No. I need you to follow-up.
I'm too busy for you not to.
"Huh? That makes NO sense, Neil."
OK, Here's what I'm talking about...
Me too busy = Me no consume
Let's say you create a helpful guide, white paper or e-book. You offer it for free in exchange for my email.
I expect to hear from you after I download your goodies. I mean, come on! We're all grown-ups here. We know what it means when we give a company our email address.
It's no different than if I hand you my business card. It's an invitation to contact me. To follow up. (I'll write about the sad state of offline follow through some other day...)
So back to how you're helping me...
If you leave me to my own devices, I probably won't read your white paper. Or your case study. Or e-book.
Sometimes I'll read the PDF right away if it's immediately relevant. Other times I'll save it to a folder and think, "I'll read it tomorrow" (which usually never comes).
So, I probably won't get hooked on your product. And I probably won't pick up the phone or write you an email to learn more.
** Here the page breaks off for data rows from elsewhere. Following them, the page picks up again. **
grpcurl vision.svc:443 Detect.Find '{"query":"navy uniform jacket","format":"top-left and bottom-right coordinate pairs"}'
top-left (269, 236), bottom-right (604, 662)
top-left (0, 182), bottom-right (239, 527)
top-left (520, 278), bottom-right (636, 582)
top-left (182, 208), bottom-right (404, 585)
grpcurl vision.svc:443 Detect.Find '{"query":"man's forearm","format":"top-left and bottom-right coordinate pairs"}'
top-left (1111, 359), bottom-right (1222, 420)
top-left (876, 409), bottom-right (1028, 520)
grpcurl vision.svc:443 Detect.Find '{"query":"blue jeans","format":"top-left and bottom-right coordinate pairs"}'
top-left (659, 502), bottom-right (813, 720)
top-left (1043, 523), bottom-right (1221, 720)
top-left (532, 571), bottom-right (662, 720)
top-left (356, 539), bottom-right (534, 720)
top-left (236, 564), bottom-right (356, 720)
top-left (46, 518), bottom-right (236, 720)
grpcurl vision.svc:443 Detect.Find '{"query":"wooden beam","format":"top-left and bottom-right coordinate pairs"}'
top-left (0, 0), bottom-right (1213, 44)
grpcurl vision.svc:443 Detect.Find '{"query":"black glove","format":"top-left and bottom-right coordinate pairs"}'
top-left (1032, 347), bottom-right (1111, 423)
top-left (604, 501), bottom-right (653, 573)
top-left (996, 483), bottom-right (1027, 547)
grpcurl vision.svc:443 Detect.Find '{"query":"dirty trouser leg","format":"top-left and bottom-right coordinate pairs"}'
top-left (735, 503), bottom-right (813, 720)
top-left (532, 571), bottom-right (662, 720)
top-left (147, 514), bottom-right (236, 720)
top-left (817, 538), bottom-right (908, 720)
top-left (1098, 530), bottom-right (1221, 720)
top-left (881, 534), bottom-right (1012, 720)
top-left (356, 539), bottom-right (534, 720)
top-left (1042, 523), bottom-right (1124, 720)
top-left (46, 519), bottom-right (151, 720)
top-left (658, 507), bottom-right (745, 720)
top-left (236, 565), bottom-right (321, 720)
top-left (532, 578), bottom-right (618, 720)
So it was a worthless gesture.
You might have my email address now. But if you don't follow up with me, that's worthless as well.
Sad, but true.
This is why you MUST follow up... After I download your PDF. After we meet at a trade show. After your lunch & learn presentation.
Follow up to help me consume your information. That consumption is the key to your positioning yourself as an expert. That's what you need me to see you as.
The expert resource I come to when I need direction or advice in your realm of influence.
Byt alas... I've been keeping track and most marketers in the building industry are dropping the ball on the follow through. They're losing this incredible opportunity to start a dialogue with their prospects.
Don't make these mistakes I see from way too many potentially effective email follow-up systems.
Here's a recent example:
My local AIA chapter has an Allied membership for building product manufacturers and service providers.
As part of their membership, these vendors have the opportunity to email the AIA members about their products.
So I'll get emails from these manufacturers, sometimes just the standard (forgettable) email blasts saying "we're really-really-good, so you should use our products..." I spend 30 seconds on those guys before clicking "Delete."
But other emails actually offer a juicy white paper or case study I'm actually interested in. So I'll click their link, give 'em my email and download the PDF.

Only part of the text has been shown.